The Fidelis Care Blog

Women’s History Month: A Pioneering Influence
3/25/2024 • Posted by Andrea Hurley-Lynch, LMSW, Fidelis Care HARP Clinical Director in Diversity, Equity and Inclusion, In The Community

Women's History Month

As I reflect upon my life’s journey this Women’s History Month, I note several women who have influenced my career path. I am very blessed to have had a supportive mother, two grandmothers, and aunts who all prided themselves in working and caring for their families. They were active in the community and church as volunteers. I watched every single woman in my family hold a career and manage to take care of their household seamlessly. As a young girl, at every family event, I saw nurses, teachers, principals, researchers, political activists, and medical professionals all around me. Going to college was never a journey that I personally questioned. What I did question was, “What am I supposed to be?”

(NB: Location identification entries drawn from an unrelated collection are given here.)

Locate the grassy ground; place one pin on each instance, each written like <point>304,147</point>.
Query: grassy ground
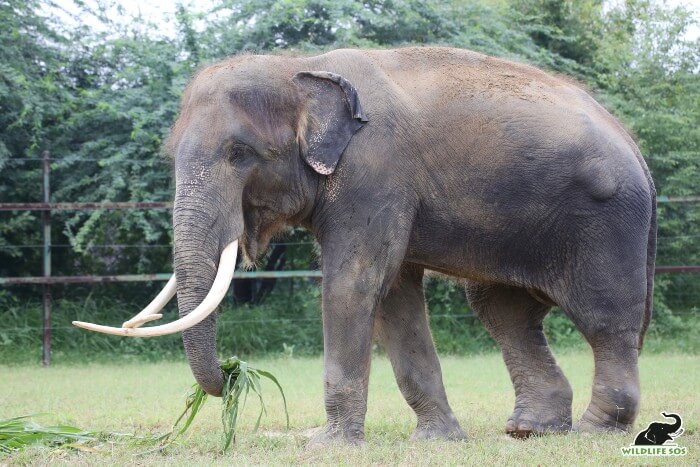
<point>144,398</point>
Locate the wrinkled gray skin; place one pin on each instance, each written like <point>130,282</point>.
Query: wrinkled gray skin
<point>401,161</point>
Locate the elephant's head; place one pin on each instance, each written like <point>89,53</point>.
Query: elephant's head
<point>249,146</point>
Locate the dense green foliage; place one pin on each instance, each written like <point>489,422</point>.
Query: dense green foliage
<point>101,99</point>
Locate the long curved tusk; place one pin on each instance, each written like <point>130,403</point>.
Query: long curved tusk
<point>150,313</point>
<point>224,275</point>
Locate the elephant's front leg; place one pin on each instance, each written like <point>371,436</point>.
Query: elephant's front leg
<point>402,326</point>
<point>355,276</point>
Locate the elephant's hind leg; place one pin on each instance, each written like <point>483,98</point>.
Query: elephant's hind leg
<point>611,323</point>
<point>542,393</point>
<point>402,326</point>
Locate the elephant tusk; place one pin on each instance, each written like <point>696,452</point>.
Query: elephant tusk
<point>150,313</point>
<point>218,290</point>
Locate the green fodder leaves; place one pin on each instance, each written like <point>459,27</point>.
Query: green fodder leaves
<point>20,432</point>
<point>239,380</point>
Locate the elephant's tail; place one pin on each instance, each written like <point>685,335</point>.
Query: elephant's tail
<point>651,257</point>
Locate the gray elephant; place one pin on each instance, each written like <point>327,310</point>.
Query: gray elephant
<point>401,161</point>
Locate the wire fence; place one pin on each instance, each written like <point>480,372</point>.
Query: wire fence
<point>46,280</point>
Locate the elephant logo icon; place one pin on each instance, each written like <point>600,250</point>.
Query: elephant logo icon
<point>658,433</point>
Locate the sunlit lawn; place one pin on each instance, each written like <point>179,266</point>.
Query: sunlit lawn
<point>145,398</point>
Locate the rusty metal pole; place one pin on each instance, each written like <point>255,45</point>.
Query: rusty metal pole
<point>46,254</point>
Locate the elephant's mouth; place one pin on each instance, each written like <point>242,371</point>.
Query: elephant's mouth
<point>255,241</point>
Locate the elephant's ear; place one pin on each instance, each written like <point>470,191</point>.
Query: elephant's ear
<point>334,114</point>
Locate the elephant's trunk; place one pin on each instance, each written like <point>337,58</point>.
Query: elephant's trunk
<point>676,426</point>
<point>203,227</point>
<point>196,256</point>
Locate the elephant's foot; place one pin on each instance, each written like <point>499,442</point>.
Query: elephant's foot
<point>611,409</point>
<point>549,415</point>
<point>443,428</point>
<point>330,435</point>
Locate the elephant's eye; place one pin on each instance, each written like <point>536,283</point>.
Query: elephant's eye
<point>237,151</point>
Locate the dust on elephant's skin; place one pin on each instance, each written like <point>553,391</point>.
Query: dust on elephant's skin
<point>400,161</point>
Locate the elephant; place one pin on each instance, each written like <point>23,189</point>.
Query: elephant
<point>658,433</point>
<point>416,159</point>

2024 marks my 20-year anniversary in the Social Work field. As a child, when I was asked, “What do you want to be when you grow up?” I remember not knowing the answer. In high school, when beginning the college application process, I met with my school counselor and was unsure of what I wanted to go to school for. I was given a questionnaire to take, and the questionnaire results pointed to the direction of social work. At that time, I did not even know what the field of social work truly meant. I volunteered at a soup kitchen in Buffalo and led canned good donation drives for my high school as a leader on the volunteer committee. I knew I felt a sense of purpose when helping others but did not realize this “feeling” would become my career path.

During my first year of college, I was ambivalent about my major. I knew that I liked learning about people, different cultures and belief systems, and enjoyed sociology, but there did not seem to be a career path for me in that realm. In the back of my mind, I remembered that questionnaire I had taken in high school that pointed to social work as a career and registered for Social Work 101 my sophomore year. It was in Social Work 101 that I learned of Jane Addams.

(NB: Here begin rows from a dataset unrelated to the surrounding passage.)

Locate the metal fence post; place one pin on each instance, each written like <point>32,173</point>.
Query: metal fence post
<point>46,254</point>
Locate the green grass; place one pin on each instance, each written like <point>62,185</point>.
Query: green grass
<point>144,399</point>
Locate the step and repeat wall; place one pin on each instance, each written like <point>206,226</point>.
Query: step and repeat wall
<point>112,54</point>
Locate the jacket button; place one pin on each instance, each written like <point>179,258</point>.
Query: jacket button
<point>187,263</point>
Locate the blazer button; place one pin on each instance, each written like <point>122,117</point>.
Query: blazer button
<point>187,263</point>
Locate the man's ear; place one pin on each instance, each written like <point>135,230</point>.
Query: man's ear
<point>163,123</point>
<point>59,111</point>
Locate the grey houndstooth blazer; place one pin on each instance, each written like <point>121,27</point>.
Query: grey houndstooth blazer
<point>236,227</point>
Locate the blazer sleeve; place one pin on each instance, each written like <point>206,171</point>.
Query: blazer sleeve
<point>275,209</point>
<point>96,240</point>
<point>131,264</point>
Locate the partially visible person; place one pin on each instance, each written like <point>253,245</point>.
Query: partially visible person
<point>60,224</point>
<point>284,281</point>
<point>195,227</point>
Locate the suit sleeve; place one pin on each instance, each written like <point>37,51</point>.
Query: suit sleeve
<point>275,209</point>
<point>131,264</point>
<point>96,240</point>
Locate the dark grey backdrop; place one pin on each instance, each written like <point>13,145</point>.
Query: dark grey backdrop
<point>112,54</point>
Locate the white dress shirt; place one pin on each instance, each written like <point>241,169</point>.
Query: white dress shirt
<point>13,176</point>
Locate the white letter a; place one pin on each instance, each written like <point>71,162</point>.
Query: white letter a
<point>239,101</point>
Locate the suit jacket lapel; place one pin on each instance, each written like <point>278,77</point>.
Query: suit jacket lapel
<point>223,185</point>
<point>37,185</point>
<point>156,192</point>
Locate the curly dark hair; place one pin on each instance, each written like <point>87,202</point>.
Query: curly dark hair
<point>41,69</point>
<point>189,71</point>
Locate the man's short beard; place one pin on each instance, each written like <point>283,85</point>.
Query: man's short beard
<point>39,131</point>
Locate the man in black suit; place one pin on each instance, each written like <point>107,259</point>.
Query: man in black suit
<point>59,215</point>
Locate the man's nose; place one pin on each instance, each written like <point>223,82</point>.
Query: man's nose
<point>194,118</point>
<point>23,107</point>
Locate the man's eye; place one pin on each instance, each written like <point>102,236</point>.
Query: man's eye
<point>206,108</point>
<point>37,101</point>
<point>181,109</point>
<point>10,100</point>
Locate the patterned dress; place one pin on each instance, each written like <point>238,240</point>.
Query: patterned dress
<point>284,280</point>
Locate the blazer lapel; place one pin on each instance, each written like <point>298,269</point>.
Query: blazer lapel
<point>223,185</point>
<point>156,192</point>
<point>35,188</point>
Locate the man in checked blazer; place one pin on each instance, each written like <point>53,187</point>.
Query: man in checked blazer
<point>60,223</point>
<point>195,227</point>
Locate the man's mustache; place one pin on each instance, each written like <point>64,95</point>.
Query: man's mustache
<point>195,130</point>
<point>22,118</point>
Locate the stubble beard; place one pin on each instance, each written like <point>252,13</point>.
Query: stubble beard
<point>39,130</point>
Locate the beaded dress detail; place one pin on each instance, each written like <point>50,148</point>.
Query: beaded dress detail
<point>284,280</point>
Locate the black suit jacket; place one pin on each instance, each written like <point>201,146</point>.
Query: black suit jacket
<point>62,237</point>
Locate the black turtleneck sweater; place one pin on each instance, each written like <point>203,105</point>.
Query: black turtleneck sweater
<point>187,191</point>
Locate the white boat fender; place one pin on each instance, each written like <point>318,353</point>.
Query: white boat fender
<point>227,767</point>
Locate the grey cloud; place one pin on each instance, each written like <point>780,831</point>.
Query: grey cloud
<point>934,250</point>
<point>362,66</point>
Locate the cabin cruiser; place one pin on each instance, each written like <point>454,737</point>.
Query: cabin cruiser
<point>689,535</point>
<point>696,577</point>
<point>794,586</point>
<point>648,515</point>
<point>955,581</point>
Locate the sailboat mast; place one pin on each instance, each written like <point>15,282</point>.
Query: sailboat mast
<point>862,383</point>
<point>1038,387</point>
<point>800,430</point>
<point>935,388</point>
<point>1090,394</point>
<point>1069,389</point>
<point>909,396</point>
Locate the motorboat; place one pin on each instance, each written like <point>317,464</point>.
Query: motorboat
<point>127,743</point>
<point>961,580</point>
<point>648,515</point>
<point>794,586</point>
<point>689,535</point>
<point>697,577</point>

I think it is only fitting to reflect on Jane Addams, one of the pioneers in the social work field, and her impact on my career journey during the month of March, which happens to be not only Women’s History Month, but also National Social Work Month. Jane Addams was an American social worker and Nobel Peace Prize winner. She was a leader in the women’s suffrage movement and an advocate for the rights of the poor and immigrants. I connected with Jane’s story, as she also grew up in a family full of professionals, she was not sure of her career path, and ultimately decided she wanted to help people less fortunate than her. Jane lived in Chicago, where she opened Hull House, one of the first settlement houses in the United States. The home supported working class and immigrant families in a poor neighborhood that lacked access to education, childcare, and nutritious food. Families needed help and Hull House filled the gap.

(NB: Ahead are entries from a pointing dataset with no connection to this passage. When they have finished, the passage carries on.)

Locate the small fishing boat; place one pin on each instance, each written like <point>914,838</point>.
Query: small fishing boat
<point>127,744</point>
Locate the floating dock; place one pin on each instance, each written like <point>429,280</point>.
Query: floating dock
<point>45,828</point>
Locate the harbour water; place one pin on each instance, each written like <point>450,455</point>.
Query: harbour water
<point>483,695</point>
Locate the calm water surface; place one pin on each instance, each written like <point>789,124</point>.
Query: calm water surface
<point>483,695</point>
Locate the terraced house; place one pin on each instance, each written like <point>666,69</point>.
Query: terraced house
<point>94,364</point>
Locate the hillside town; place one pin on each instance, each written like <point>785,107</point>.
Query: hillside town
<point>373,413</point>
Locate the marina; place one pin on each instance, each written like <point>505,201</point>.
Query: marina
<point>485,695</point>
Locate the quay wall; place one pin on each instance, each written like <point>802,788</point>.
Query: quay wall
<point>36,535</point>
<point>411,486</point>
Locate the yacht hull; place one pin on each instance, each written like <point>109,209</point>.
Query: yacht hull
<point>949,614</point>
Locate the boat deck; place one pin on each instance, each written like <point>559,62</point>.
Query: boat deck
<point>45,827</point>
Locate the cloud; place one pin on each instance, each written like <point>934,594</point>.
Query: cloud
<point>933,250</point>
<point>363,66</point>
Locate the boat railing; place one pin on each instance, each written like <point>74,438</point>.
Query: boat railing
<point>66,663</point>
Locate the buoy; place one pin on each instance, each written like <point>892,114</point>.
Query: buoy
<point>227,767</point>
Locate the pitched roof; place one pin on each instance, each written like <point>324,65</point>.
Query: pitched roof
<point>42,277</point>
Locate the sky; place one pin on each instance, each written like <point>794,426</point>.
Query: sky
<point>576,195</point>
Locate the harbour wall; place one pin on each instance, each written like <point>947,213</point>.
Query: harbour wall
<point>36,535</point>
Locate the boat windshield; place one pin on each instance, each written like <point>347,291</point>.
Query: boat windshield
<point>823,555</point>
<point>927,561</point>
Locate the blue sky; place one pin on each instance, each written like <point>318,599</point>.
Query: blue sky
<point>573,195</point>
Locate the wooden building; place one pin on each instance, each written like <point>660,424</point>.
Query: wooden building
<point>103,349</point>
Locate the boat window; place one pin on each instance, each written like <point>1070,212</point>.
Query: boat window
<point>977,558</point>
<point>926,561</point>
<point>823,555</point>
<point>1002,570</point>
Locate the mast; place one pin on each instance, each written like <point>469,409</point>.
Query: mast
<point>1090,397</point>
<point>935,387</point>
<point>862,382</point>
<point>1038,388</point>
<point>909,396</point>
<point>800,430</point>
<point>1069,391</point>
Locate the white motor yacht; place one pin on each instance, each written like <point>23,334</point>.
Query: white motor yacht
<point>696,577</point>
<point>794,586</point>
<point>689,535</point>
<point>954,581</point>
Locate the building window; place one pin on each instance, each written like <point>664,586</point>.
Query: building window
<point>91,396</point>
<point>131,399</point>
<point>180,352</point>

The Fidelis Care HealthierLife – Health and Recovery Plan (HARP) program allows me to use my degree and my experience in case management and integrated care to provide help to our diverse membership. Continuing my career journey working with adults with health disparities at a macro level has allowed the opportunity to make a broader impact in my career across New York State. The membership that we serve often has medical, behavioral health, or substance use conditions combined with extremely complex social needs. Integration is key to supporting our members and I am grateful for my staff members who work tirelessly every day to advocate for our membership, set personalized member goals, coordinate care, and provide support during critical times in our members’ lives. My teams allow Jane Addams’ voice and vision to continue to be present in 2024 in continuous advocacy. Addams once said, “Nothing could be worse than the fear that one had given up too soon and left one unexpended effort that might have saved the world.”

Andrea Hurley-Lynch, LMSW, is the Fidelis Care HARP Clinical Director and oversees the HARP Care Management teams. The HARP teams provide telephonic care management to members living with various health conditions including severe and persistent mental illness, substance use, and chronic medical diagnoses. She holds a bachelor’s degree with a major in social work and minor in sociology from Nazareth University. She holds a master’s degree in social work from the State University at Buffalo.